Congress must soon choose whether to kill or keep two programs that cost the U.S. Treasury about $155 billion: A national payroll tax holiday that quietly boosted the take-home pay of working Minnesotans by $2.3 billion this year; and extended unemployment benefits for those out of work longer than half a year.
As you know, money is tight. So, which do you think is better for the economy and thus most worth continuing in 2012?
Careful, this is one of those trick questions. Your answer is likely to reveal as much or more about personal values as about your knowledge of economics, because the impact to the economy if either were to end would be roughly the same.
An end to the reduction in payroll taxes would subtract 0.5 percent from gross domestic product in 2012, while failing to extend unemployment benefits would cause a separate 0.3 percent decline, according to J.P. Morgan Chase & Co. chief U.S. economist Michael Feroli.
By the bigger-bang-for-your-buck standard, extended unemployment benefits is the clear winner. It cost $44 billion, while the tax cut cost $110 billion.
Still, I'm guessing that most people would choose the tough-love route and pull the plug on extended unemployment benefits.
More than two years after the end of the recession, it's become increasingly easy and even popular to blame the unemployed for their plight. There are plenty of jobs to be had, this line of thinking goes, but too many people who would rather collect a government check than punch in for an honest day's work.

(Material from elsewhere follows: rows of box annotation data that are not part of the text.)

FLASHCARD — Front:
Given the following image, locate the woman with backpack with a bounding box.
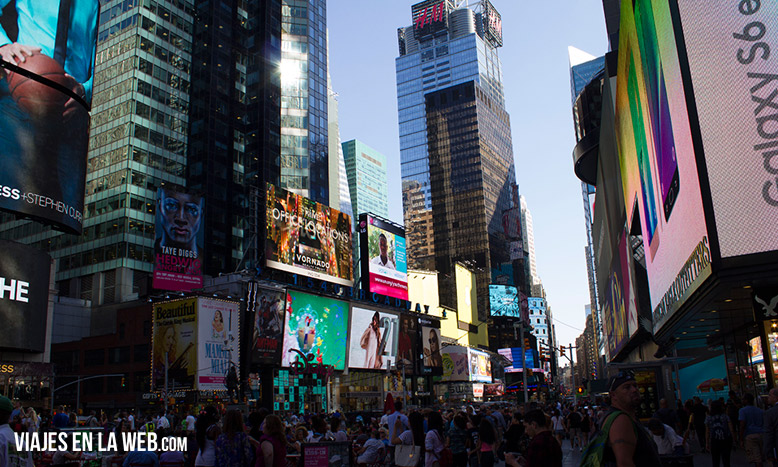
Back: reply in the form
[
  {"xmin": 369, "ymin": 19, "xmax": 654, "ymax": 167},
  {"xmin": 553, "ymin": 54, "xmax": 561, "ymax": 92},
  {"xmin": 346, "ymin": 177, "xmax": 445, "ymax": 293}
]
[{"xmin": 705, "ymin": 400, "xmax": 734, "ymax": 467}]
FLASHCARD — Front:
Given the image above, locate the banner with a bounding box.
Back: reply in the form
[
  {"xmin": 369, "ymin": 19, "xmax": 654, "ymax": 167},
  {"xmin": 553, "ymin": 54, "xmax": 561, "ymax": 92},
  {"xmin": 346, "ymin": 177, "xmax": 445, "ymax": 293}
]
[
  {"xmin": 0, "ymin": 0, "xmax": 99, "ymax": 234},
  {"xmin": 153, "ymin": 184, "xmax": 205, "ymax": 291},
  {"xmin": 197, "ymin": 297, "xmax": 240, "ymax": 391},
  {"xmin": 265, "ymin": 183, "xmax": 354, "ymax": 287},
  {"xmin": 151, "ymin": 298, "xmax": 198, "ymax": 390}
]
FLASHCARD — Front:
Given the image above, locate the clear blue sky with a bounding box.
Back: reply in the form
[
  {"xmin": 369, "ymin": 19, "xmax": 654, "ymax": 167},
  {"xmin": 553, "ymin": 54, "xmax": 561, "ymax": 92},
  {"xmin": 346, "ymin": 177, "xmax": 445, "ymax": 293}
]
[{"xmin": 327, "ymin": 0, "xmax": 608, "ymax": 352}]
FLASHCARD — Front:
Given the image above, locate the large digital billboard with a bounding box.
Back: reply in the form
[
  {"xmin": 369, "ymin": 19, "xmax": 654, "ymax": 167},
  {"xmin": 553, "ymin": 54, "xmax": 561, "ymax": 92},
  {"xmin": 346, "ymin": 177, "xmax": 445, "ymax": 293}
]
[
  {"xmin": 672, "ymin": 0, "xmax": 778, "ymax": 258},
  {"xmin": 0, "ymin": 240, "xmax": 51, "ymax": 352},
  {"xmin": 0, "ymin": 0, "xmax": 100, "ymax": 234},
  {"xmin": 348, "ymin": 306, "xmax": 400, "ymax": 370},
  {"xmin": 248, "ymin": 282, "xmax": 286, "ymax": 365},
  {"xmin": 197, "ymin": 297, "xmax": 240, "ymax": 391},
  {"xmin": 265, "ymin": 183, "xmax": 354, "ymax": 287},
  {"xmin": 153, "ymin": 185, "xmax": 205, "ymax": 291},
  {"xmin": 359, "ymin": 214, "xmax": 408, "ymax": 300},
  {"xmin": 151, "ymin": 297, "xmax": 198, "ymax": 389},
  {"xmin": 281, "ymin": 290, "xmax": 349, "ymax": 370},
  {"xmin": 616, "ymin": 0, "xmax": 708, "ymax": 330},
  {"xmin": 489, "ymin": 284, "xmax": 521, "ymax": 318}
]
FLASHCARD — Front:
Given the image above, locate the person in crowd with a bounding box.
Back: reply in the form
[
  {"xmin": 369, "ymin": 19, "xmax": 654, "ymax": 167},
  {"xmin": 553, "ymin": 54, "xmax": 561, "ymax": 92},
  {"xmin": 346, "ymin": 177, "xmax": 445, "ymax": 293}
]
[
  {"xmin": 738, "ymin": 393, "xmax": 764, "ymax": 467},
  {"xmin": 705, "ymin": 400, "xmax": 735, "ymax": 467}
]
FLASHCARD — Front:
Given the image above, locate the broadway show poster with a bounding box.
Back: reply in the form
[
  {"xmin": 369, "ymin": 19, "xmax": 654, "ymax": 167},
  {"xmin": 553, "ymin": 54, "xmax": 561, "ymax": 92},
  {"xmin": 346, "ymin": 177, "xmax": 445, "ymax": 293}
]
[
  {"xmin": 281, "ymin": 291, "xmax": 349, "ymax": 370},
  {"xmin": 197, "ymin": 298, "xmax": 240, "ymax": 391},
  {"xmin": 0, "ymin": 0, "xmax": 99, "ymax": 234},
  {"xmin": 348, "ymin": 307, "xmax": 400, "ymax": 370},
  {"xmin": 153, "ymin": 185, "xmax": 204, "ymax": 292},
  {"xmin": 249, "ymin": 284, "xmax": 286, "ymax": 365},
  {"xmin": 265, "ymin": 183, "xmax": 354, "ymax": 287},
  {"xmin": 151, "ymin": 298, "xmax": 198, "ymax": 390}
]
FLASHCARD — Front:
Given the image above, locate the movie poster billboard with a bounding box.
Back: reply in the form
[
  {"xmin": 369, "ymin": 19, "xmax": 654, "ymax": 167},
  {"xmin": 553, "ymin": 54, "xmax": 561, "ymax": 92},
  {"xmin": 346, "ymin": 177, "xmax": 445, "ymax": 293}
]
[
  {"xmin": 397, "ymin": 315, "xmax": 421, "ymax": 374},
  {"xmin": 265, "ymin": 183, "xmax": 354, "ymax": 287},
  {"xmin": 248, "ymin": 282, "xmax": 286, "ymax": 365},
  {"xmin": 359, "ymin": 214, "xmax": 408, "ymax": 300},
  {"xmin": 0, "ymin": 240, "xmax": 54, "ymax": 352},
  {"xmin": 348, "ymin": 307, "xmax": 400, "ymax": 370},
  {"xmin": 197, "ymin": 298, "xmax": 240, "ymax": 391},
  {"xmin": 152, "ymin": 184, "xmax": 205, "ymax": 291},
  {"xmin": 281, "ymin": 290, "xmax": 349, "ymax": 370},
  {"xmin": 151, "ymin": 297, "xmax": 198, "ymax": 390},
  {"xmin": 0, "ymin": 0, "xmax": 98, "ymax": 234}
]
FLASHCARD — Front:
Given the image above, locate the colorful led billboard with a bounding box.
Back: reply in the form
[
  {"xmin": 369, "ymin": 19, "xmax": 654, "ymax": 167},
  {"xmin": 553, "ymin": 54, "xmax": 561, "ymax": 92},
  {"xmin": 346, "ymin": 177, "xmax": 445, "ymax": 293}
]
[
  {"xmin": 153, "ymin": 185, "xmax": 205, "ymax": 291},
  {"xmin": 281, "ymin": 290, "xmax": 349, "ymax": 370},
  {"xmin": 359, "ymin": 214, "xmax": 408, "ymax": 300},
  {"xmin": 0, "ymin": 0, "xmax": 99, "ymax": 234},
  {"xmin": 672, "ymin": 0, "xmax": 778, "ymax": 258},
  {"xmin": 489, "ymin": 284, "xmax": 521, "ymax": 318},
  {"xmin": 348, "ymin": 307, "xmax": 400, "ymax": 370},
  {"xmin": 265, "ymin": 183, "xmax": 354, "ymax": 287},
  {"xmin": 616, "ymin": 0, "xmax": 708, "ymax": 330}
]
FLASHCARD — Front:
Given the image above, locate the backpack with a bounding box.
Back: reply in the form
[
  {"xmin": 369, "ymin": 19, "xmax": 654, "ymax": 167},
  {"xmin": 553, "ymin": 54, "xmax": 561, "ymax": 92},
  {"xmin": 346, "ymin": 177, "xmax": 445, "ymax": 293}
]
[{"xmin": 579, "ymin": 410, "xmax": 624, "ymax": 467}]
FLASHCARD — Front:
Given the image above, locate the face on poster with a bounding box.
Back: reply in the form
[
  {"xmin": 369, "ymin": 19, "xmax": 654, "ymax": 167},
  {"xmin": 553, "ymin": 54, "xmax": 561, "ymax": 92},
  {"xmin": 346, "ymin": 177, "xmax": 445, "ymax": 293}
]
[
  {"xmin": 348, "ymin": 307, "xmax": 400, "ymax": 370},
  {"xmin": 153, "ymin": 185, "xmax": 205, "ymax": 291},
  {"xmin": 197, "ymin": 298, "xmax": 240, "ymax": 391},
  {"xmin": 151, "ymin": 298, "xmax": 198, "ymax": 389},
  {"xmin": 616, "ymin": 0, "xmax": 708, "ymax": 330},
  {"xmin": 367, "ymin": 215, "xmax": 408, "ymax": 300},
  {"xmin": 265, "ymin": 183, "xmax": 354, "ymax": 287},
  {"xmin": 281, "ymin": 291, "xmax": 349, "ymax": 370},
  {"xmin": 0, "ymin": 0, "xmax": 99, "ymax": 234},
  {"xmin": 251, "ymin": 288, "xmax": 286, "ymax": 363}
]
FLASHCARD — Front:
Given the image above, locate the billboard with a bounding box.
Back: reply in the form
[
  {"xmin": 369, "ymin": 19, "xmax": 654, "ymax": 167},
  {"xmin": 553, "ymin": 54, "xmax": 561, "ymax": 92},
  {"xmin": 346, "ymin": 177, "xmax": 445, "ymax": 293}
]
[
  {"xmin": 0, "ymin": 240, "xmax": 51, "ymax": 352},
  {"xmin": 489, "ymin": 284, "xmax": 521, "ymax": 318},
  {"xmin": 197, "ymin": 298, "xmax": 240, "ymax": 391},
  {"xmin": 151, "ymin": 297, "xmax": 198, "ymax": 389},
  {"xmin": 281, "ymin": 290, "xmax": 349, "ymax": 370},
  {"xmin": 359, "ymin": 214, "xmax": 408, "ymax": 300},
  {"xmin": 153, "ymin": 184, "xmax": 205, "ymax": 291},
  {"xmin": 348, "ymin": 307, "xmax": 400, "ymax": 370},
  {"xmin": 248, "ymin": 282, "xmax": 286, "ymax": 365},
  {"xmin": 0, "ymin": 0, "xmax": 100, "ymax": 234},
  {"xmin": 615, "ymin": 0, "xmax": 708, "ymax": 331},
  {"xmin": 265, "ymin": 183, "xmax": 354, "ymax": 287},
  {"xmin": 672, "ymin": 0, "xmax": 778, "ymax": 258}
]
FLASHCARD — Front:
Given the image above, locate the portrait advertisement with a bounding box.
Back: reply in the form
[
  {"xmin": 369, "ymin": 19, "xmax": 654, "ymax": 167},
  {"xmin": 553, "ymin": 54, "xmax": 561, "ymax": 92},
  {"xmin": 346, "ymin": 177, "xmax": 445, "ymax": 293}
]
[
  {"xmin": 0, "ymin": 0, "xmax": 100, "ymax": 234},
  {"xmin": 153, "ymin": 184, "xmax": 205, "ymax": 292}
]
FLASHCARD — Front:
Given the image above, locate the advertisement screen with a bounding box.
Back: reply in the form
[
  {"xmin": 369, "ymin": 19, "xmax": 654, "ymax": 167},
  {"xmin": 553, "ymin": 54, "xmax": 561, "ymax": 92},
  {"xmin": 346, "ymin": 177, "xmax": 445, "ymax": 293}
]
[
  {"xmin": 348, "ymin": 307, "xmax": 400, "ymax": 370},
  {"xmin": 281, "ymin": 290, "xmax": 349, "ymax": 370},
  {"xmin": 489, "ymin": 284, "xmax": 521, "ymax": 318},
  {"xmin": 359, "ymin": 214, "xmax": 408, "ymax": 300},
  {"xmin": 616, "ymin": 0, "xmax": 708, "ymax": 330},
  {"xmin": 153, "ymin": 185, "xmax": 205, "ymax": 291},
  {"xmin": 672, "ymin": 0, "xmax": 778, "ymax": 258},
  {"xmin": 249, "ymin": 283, "xmax": 286, "ymax": 364},
  {"xmin": 265, "ymin": 183, "xmax": 354, "ymax": 287},
  {"xmin": 151, "ymin": 298, "xmax": 198, "ymax": 389},
  {"xmin": 0, "ymin": 240, "xmax": 51, "ymax": 352},
  {"xmin": 0, "ymin": 0, "xmax": 100, "ymax": 234},
  {"xmin": 467, "ymin": 348, "xmax": 492, "ymax": 383},
  {"xmin": 197, "ymin": 298, "xmax": 240, "ymax": 391}
]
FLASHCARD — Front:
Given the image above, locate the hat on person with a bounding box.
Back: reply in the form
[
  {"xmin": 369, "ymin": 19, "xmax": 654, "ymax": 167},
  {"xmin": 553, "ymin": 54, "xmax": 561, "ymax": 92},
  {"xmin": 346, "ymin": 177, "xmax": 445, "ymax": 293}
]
[
  {"xmin": 0, "ymin": 396, "xmax": 14, "ymax": 413},
  {"xmin": 608, "ymin": 370, "xmax": 635, "ymax": 392}
]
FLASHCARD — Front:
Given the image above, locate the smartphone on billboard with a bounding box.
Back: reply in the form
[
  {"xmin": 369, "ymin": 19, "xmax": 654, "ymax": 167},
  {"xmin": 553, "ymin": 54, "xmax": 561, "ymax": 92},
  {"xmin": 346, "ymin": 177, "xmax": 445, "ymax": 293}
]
[
  {"xmin": 632, "ymin": 0, "xmax": 680, "ymax": 221},
  {"xmin": 627, "ymin": 54, "xmax": 659, "ymax": 259}
]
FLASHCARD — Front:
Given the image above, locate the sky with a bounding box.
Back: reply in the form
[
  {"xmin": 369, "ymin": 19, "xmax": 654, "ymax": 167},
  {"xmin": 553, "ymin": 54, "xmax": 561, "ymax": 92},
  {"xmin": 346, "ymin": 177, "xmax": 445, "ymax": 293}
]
[{"xmin": 327, "ymin": 0, "xmax": 608, "ymax": 352}]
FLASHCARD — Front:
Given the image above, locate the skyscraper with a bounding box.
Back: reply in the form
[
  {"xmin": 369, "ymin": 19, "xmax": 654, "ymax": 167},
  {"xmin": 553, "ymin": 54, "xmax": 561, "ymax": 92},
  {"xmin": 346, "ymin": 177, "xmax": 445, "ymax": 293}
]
[
  {"xmin": 343, "ymin": 139, "xmax": 389, "ymax": 218},
  {"xmin": 396, "ymin": 0, "xmax": 518, "ymax": 319}
]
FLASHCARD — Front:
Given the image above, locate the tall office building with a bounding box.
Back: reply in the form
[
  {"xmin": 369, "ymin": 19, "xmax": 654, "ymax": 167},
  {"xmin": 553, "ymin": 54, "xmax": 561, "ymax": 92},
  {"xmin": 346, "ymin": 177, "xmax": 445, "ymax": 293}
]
[
  {"xmin": 0, "ymin": 0, "xmax": 193, "ymax": 305},
  {"xmin": 343, "ymin": 139, "xmax": 389, "ymax": 218},
  {"xmin": 396, "ymin": 0, "xmax": 518, "ymax": 319}
]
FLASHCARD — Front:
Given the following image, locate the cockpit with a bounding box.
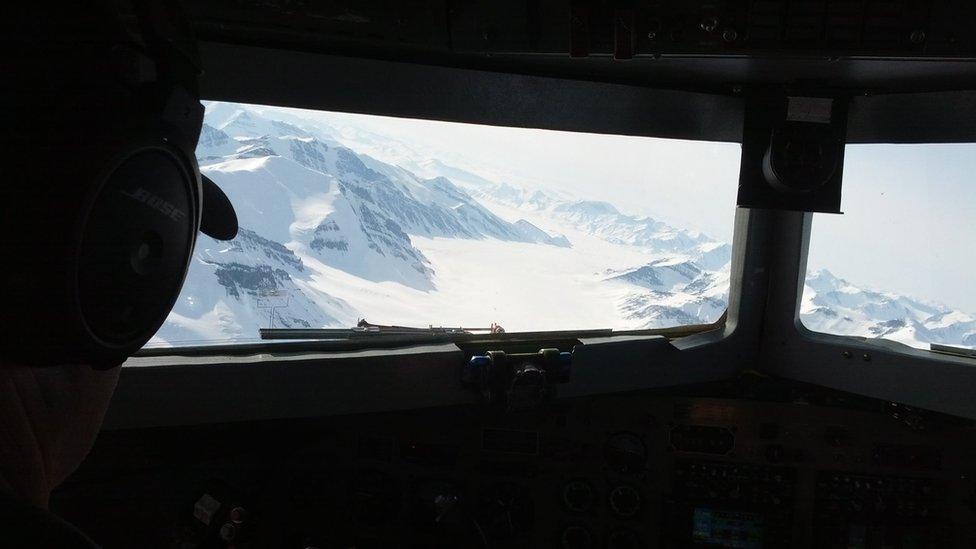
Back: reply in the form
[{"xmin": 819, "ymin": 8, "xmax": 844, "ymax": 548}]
[{"xmin": 0, "ymin": 0, "xmax": 976, "ymax": 549}]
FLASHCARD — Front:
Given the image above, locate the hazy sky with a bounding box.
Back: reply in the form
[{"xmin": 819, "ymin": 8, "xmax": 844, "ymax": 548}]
[
  {"xmin": 254, "ymin": 104, "xmax": 976, "ymax": 313},
  {"xmin": 808, "ymin": 144, "xmax": 976, "ymax": 313}
]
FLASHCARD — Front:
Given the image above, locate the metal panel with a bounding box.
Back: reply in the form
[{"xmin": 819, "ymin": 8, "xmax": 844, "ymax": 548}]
[{"xmin": 194, "ymin": 43, "xmax": 742, "ymax": 141}]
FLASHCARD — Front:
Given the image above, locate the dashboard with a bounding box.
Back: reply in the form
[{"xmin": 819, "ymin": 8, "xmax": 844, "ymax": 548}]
[{"xmin": 52, "ymin": 376, "xmax": 976, "ymax": 549}]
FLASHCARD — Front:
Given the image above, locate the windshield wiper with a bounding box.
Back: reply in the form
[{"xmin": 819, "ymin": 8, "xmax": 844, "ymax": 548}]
[{"xmin": 258, "ymin": 320, "xmax": 613, "ymax": 341}]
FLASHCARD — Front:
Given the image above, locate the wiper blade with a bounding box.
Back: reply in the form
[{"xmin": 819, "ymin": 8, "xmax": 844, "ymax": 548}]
[
  {"xmin": 259, "ymin": 322, "xmax": 613, "ymax": 341},
  {"xmin": 258, "ymin": 319, "xmax": 505, "ymax": 339}
]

Republican presidential candidate Newt Gingrich summed up this sentiment earlier this month, when asked during a debate if he favored extending unemployment benefits. "I don't think people should get paid for 99 weeks to do nothing," he said.
This is nonsense.
Nearly 400,000 newly out-of-work Americans applied for unemployment benefits last week. Barring a sharp upturn in the economy, more than half of them should expect to be out of work for nine months, which is 13 weeks beyond the expiration of most state unemployment insurance programs. These people will scramble to right-size their lives as they try to live on a government check that can't be more than half their average weekly pay, and in no case can exceed $597 a week.
In Minnesota, slightly more than 106,000 people are collecting a weekly unemployment check averaging $355. Nearly half them have been out of work for more than six months. Nationally, 3.5 million long-term jobless receive aid under either the Emergency Unemployment Compensation or Extended Benefit program. About 17 million have received checks under the programs since 2008.
Some studies (see www. startribune.com/a834) suggest that job search urgency increases as the end of unemployment benefits approaches. But a more current analysis (www.startribune.com/a835) by University of California economist Jesse Rothstein estimates that extended benefits increase the unemployment rate by a scant 0.2 to 0.6 percentage points.
In short, there's little evidence that unemployment benefits make people lazy. They cushion the blow of losing a job at a time, at least in Minnesota, where there are three job seekers for every posted job opening. Ending the benefits would dent consumer spending and lead to additional job losses.
While the unemployed need the money more, now is not the time to end the payroll tax cut either. Instead, with the economy showing signs of modest growth, it would be a perfect time for Congress to double down with a calculated bet to spur job creation.
Right now, the payroll tax holiday applies only to workers, and it comes in the form of a reduction in their share of the Social Security tax, from 6.2 percent to 4.2 percent. For someone who earns $50,000 a year, that amounts to a $1,000 pay raise.
Employers also pay a 6.2 percent Social Security tax. Reducing it for new hires only, to 4.2 percent or even 3.2 percent, might provide enough incentive for them to increase their pace of hiring, which would help shrink the cost of providing long-term unemployment benefits.
Continuing both programs, and expanding one to include employers, will add to the national debt at a time when public sentiment is clamoring for just the opposite. But this is one case where the cost of ending these programs would prove more expensive than we can calculate.